汉娜的声音很轻,却很平稳,她甚至对庞弗雷夫人露出了一个极其微弱带着安抚意味的笑容。
“谢谢您,夫人。我并不完全意外。”
庞弗雷夫人愣住了。
她看着眼前这个只有十二岁的女孩,在她宣布了如此残酷的消息后,表现出来的不是崩溃,而是近乎可怕的平静和接受。
这反常的反应,反而让这位经验丰富的治疗师更加心疼和困惑。
“孩子,你。”庞弗雷夫人一时不知该说什么。
“没关系的,夫人。”
汉娜轻轻摇了摇头,那只完好的右眼里,目光清澈而坚定,“这是我自己的选择。我不后悔。”
是的,不后悔。
用一只眼睛,换取可能拯救无数生命扭转悲剧未来的信息,在她看来,这是一笔值得的交易。
她平静地接受了失去左眼的事实,如同接受命运赋予她既残酷又充满责任的使命。
命运让她来到这个世界和这个世界的人建立羁绊应该就是想改变些什么吧。
既然已经迈出了第一步,就决不回头。
校医院的消毒水气味依旧萦绕鼻尖,但汉娜·艾博的心已然飞向了更远更沉重的战场。
她没有在病床上多做停留,在向庞弗雷夫人确认身体状况稳定(除了那只永远失去的左眼)后,她便提出了请求。
“庞弗雷夫人,我想我需要见邓布利多教授。”
汉娜的声音平静,那只完好的右眼目光坚定,让人无法拒绝。
庞弗雷夫人看着她,欲言又止。
她本想强调汉娜需要静养,但女孩眼中那种超越年龄的决然,以及邓布利多之前隐晦的暗示。

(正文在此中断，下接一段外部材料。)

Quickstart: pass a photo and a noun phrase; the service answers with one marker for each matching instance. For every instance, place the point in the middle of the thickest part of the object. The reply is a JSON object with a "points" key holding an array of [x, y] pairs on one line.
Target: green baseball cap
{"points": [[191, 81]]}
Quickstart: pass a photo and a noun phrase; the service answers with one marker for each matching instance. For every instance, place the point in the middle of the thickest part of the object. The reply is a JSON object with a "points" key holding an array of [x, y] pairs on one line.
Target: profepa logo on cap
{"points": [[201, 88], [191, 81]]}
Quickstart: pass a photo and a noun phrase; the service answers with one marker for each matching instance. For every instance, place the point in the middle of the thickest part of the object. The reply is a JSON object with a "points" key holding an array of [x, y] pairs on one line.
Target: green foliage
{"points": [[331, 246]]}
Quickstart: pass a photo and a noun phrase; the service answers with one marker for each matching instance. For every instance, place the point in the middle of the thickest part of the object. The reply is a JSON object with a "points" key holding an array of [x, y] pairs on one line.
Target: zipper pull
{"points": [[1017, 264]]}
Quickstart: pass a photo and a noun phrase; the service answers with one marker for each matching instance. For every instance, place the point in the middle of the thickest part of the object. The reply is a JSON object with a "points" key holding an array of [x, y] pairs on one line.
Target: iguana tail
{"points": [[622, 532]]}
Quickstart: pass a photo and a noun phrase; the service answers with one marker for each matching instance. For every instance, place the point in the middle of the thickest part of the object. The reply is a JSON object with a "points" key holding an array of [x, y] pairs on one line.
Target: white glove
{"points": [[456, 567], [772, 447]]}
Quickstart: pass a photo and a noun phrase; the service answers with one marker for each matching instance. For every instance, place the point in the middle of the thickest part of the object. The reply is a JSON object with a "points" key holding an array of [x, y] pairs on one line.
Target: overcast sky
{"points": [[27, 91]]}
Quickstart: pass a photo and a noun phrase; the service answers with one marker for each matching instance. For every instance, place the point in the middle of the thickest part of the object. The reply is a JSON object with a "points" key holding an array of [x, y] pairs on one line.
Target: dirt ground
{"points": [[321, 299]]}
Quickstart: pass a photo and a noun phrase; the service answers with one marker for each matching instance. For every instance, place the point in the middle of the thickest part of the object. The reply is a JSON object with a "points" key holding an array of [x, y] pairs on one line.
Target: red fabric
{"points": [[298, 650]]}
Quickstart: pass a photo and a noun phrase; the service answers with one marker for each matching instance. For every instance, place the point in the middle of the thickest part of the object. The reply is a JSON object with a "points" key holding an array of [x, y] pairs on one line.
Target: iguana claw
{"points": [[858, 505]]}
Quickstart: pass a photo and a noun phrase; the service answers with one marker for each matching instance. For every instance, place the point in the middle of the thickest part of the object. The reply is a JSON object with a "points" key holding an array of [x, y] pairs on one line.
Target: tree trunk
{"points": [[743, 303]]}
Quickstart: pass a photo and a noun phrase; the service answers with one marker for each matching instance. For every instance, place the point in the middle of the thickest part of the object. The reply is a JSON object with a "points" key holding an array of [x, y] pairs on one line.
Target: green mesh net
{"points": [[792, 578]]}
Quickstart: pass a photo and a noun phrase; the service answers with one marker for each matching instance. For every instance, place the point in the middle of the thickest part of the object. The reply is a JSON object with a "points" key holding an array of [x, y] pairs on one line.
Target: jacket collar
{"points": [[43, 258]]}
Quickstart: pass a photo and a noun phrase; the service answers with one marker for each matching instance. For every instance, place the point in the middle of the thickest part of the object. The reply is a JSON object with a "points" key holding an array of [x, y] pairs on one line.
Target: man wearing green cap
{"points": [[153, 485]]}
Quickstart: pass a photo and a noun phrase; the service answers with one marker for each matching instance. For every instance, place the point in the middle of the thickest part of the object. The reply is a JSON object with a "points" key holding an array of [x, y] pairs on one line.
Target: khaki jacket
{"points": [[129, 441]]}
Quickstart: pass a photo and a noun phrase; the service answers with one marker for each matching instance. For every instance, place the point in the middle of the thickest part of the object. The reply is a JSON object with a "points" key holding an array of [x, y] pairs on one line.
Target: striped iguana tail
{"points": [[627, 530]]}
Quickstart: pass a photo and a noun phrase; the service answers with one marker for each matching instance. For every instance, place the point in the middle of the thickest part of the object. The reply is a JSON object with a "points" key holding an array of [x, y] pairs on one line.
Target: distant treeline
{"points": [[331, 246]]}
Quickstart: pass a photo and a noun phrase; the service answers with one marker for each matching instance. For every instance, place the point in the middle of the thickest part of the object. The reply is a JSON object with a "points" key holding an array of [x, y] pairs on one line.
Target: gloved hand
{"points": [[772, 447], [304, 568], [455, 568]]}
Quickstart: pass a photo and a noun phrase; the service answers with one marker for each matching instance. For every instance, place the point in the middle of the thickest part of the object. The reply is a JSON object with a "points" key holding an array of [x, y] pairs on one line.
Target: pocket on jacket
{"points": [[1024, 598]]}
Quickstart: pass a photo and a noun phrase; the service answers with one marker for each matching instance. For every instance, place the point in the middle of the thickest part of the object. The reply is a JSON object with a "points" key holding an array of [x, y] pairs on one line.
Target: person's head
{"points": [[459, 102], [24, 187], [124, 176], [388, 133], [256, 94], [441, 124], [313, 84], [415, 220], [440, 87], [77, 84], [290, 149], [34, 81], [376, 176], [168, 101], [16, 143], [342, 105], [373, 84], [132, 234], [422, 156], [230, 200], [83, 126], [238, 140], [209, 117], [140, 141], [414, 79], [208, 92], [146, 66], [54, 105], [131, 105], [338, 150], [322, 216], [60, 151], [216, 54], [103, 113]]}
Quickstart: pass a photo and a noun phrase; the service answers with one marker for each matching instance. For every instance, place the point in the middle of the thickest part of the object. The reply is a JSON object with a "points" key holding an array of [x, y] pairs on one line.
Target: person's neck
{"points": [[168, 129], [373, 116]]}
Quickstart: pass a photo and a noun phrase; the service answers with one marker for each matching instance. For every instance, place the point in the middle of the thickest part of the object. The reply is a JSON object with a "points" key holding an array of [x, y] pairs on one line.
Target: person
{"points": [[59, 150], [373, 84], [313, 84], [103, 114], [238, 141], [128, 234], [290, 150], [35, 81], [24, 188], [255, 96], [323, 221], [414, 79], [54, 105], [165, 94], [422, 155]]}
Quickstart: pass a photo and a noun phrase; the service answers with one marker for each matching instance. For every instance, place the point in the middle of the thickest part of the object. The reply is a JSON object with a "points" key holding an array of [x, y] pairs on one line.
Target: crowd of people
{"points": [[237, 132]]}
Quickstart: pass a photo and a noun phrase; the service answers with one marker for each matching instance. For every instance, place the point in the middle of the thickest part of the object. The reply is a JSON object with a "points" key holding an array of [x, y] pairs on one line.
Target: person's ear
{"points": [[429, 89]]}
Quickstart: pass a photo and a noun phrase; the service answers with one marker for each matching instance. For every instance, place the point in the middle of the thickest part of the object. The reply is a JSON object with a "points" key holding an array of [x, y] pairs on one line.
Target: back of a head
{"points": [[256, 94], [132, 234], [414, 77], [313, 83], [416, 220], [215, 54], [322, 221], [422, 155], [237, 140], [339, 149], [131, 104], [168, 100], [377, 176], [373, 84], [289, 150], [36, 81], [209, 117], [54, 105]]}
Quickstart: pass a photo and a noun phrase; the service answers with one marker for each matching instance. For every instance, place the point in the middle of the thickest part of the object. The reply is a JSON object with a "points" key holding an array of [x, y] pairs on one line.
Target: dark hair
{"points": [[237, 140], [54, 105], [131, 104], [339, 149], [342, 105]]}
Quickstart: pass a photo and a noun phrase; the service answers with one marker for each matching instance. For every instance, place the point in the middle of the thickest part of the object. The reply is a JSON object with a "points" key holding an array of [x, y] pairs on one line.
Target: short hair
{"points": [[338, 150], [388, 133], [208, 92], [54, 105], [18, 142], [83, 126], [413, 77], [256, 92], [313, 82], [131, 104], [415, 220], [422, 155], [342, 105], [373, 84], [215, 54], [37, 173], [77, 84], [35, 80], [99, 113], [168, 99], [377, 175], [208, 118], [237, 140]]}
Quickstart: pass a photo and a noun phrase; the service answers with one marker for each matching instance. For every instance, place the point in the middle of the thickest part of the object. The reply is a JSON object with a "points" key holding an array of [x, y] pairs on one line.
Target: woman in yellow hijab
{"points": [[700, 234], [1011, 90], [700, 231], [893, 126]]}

让她最终只是叹了口气,点了点头。“我带你过去。但一旦感到任何不适,必须立刻回来。”
“谢谢您,夫人。”
当她们来到八楼校长室门口时,还没等汉娜说出任何口令,那扇栎木门便如同有生命般,悄无声息地向内滑开。
仿佛门后的主人早已等候多时。
汉娜独自走了进去。
校长室依旧是她上次来时(或者说,昏迷前)的模样,各种银制仪器嗡嗡轻响。
历任校长的肖像在画框里或沉睡或假装沉睡。
福克斯在栖木上梳理着羽毛,发出安详的轻鸣。
邓布利多教授正坐在他那张巨大的办公桌后,羽毛笔在羊皮纸上快速移动,不知是在书写机密信件还是批阅文件。
听到脚步声,他抬起头。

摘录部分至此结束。